Community platforms are becoming more influential as sources for updates and new features. Reddit, notably, has emerged as a crucial channel for uncovering new advancements in the type system, moving from fifth to third place as a news source. Email newsletters, podcasts, and Mastodon are also seeing increased usage.
Large language models (LLMs) now represent a significant component of the resources developers use for assistance. More than 400 respondents reported utilizing LLM chat tools, and almost 300 employ in-editor LLM suggestions when engaging with Python typing.

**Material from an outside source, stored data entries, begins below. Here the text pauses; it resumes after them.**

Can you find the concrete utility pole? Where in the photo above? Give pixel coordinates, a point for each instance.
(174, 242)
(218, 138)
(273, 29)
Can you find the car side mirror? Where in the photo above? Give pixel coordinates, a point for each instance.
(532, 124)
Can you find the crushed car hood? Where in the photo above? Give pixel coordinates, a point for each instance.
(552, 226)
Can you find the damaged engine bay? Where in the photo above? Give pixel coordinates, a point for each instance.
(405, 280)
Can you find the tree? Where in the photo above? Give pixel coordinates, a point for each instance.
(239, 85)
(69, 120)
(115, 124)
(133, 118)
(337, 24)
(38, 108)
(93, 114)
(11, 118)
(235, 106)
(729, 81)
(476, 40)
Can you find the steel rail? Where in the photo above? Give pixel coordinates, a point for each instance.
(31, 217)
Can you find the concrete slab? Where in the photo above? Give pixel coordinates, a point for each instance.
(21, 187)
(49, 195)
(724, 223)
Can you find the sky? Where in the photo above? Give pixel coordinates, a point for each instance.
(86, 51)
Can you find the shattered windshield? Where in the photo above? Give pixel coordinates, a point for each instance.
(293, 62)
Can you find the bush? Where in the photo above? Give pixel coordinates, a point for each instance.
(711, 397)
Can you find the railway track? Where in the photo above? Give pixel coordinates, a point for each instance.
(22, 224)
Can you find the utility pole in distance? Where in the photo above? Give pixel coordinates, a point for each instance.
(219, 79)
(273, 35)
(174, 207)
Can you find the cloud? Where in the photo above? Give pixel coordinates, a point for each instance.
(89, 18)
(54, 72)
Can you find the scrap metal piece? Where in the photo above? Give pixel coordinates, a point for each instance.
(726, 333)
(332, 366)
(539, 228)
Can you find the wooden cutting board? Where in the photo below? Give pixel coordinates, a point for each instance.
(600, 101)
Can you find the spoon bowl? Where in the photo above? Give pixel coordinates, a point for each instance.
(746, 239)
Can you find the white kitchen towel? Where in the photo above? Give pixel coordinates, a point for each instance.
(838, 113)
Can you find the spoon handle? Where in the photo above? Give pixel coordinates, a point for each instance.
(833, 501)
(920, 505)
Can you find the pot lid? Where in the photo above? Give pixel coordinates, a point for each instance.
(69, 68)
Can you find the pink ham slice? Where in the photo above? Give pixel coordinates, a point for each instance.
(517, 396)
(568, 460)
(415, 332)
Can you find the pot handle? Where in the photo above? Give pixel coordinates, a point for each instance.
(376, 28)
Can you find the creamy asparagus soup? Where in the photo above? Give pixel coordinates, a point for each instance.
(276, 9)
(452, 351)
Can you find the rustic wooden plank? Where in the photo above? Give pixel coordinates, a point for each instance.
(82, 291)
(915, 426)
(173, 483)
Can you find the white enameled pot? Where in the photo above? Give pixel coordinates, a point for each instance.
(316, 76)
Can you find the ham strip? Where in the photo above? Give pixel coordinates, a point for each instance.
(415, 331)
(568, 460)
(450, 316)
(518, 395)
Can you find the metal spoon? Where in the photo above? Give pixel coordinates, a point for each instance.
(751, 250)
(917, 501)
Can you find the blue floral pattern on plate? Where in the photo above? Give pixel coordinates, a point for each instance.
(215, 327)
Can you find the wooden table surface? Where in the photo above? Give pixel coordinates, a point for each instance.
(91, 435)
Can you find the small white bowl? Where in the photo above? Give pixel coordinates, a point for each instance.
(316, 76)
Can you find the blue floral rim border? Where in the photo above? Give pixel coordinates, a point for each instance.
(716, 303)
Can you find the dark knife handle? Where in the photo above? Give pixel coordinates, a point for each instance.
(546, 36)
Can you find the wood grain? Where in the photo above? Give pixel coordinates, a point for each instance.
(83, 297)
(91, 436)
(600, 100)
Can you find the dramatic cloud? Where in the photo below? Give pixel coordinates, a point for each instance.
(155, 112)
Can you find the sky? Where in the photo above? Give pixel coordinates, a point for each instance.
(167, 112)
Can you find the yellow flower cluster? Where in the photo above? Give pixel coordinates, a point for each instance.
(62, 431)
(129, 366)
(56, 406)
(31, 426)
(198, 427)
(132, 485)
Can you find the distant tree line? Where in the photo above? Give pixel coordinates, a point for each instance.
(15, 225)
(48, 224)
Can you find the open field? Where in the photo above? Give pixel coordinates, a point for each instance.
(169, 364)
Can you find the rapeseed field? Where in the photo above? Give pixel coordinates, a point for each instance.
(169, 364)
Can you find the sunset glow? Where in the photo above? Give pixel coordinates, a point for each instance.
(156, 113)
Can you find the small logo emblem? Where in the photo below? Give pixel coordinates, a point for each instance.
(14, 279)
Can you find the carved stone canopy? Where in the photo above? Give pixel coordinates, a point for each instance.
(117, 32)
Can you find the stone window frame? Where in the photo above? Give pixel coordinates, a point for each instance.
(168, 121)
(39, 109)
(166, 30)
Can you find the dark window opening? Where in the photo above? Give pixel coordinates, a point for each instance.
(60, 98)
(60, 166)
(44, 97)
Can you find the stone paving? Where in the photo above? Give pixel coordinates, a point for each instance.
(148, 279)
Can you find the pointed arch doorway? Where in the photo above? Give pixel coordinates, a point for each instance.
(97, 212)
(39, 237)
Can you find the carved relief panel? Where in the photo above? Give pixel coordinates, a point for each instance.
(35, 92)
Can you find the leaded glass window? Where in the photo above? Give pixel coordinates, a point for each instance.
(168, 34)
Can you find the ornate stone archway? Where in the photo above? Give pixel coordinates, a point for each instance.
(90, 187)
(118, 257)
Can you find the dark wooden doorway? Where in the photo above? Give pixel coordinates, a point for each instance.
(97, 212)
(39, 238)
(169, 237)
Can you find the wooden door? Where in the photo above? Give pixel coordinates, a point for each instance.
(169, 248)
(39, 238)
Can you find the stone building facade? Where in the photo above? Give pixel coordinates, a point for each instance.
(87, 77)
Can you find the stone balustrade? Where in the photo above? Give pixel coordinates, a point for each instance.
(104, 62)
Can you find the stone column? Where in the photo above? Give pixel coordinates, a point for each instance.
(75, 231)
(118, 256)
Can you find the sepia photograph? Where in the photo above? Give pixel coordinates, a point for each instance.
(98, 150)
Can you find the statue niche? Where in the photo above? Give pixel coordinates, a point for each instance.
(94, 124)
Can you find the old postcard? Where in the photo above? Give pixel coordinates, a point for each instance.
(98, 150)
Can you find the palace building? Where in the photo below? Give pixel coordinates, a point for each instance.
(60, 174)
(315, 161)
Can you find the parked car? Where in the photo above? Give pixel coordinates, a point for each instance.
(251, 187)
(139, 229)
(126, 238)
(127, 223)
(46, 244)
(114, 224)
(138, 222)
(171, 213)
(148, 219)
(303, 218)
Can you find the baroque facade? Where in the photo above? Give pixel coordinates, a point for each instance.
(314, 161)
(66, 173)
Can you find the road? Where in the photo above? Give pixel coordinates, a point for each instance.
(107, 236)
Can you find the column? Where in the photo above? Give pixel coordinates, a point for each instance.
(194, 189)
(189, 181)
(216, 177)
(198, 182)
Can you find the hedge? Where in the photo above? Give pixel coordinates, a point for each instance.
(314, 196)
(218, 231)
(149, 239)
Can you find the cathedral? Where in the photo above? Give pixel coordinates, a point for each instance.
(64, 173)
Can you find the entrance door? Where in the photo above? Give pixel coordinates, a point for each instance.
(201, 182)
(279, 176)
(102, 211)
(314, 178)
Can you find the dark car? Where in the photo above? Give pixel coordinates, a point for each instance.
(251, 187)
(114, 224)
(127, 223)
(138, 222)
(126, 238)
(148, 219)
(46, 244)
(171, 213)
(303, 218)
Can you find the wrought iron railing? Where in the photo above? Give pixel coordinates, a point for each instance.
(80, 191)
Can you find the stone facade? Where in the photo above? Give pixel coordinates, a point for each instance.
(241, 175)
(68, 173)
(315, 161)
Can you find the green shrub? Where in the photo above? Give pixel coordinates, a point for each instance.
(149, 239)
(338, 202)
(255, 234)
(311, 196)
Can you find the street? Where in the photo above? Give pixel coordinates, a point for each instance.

Opportunities and Next Steps
The 2025 Python Typing Survey underscores the Python community’s ongoing embrace of typing features and supporting tools. It also identifies distinct opportunities for further development and enhancement, such as:
- Increasing library coverage: One of the most consistent requests from the community is for broader and deeper type annotation coverage in popular libraries. Expanding type hints across widely used packages will make static typing more practical and valuable for everyone.
- Improving documentation: While official documentation remains the top resource, there’s a strong appetite for more discoverable and accessible learning materials. Leveraging channels like newsletters, blog posts, and Reddit can help surface new features, best practices, and real-world examples to a wider audience.
- Clarify tooling differences: The growing variety of type checkers and tools is a sign of a healthy ecosystem, but can also reflect a lack of consensus/standardisation and can be confusing for users. There’s an opportunity to drive more consistency between tools or provide clearer guidance on their differences and best-fit use cases.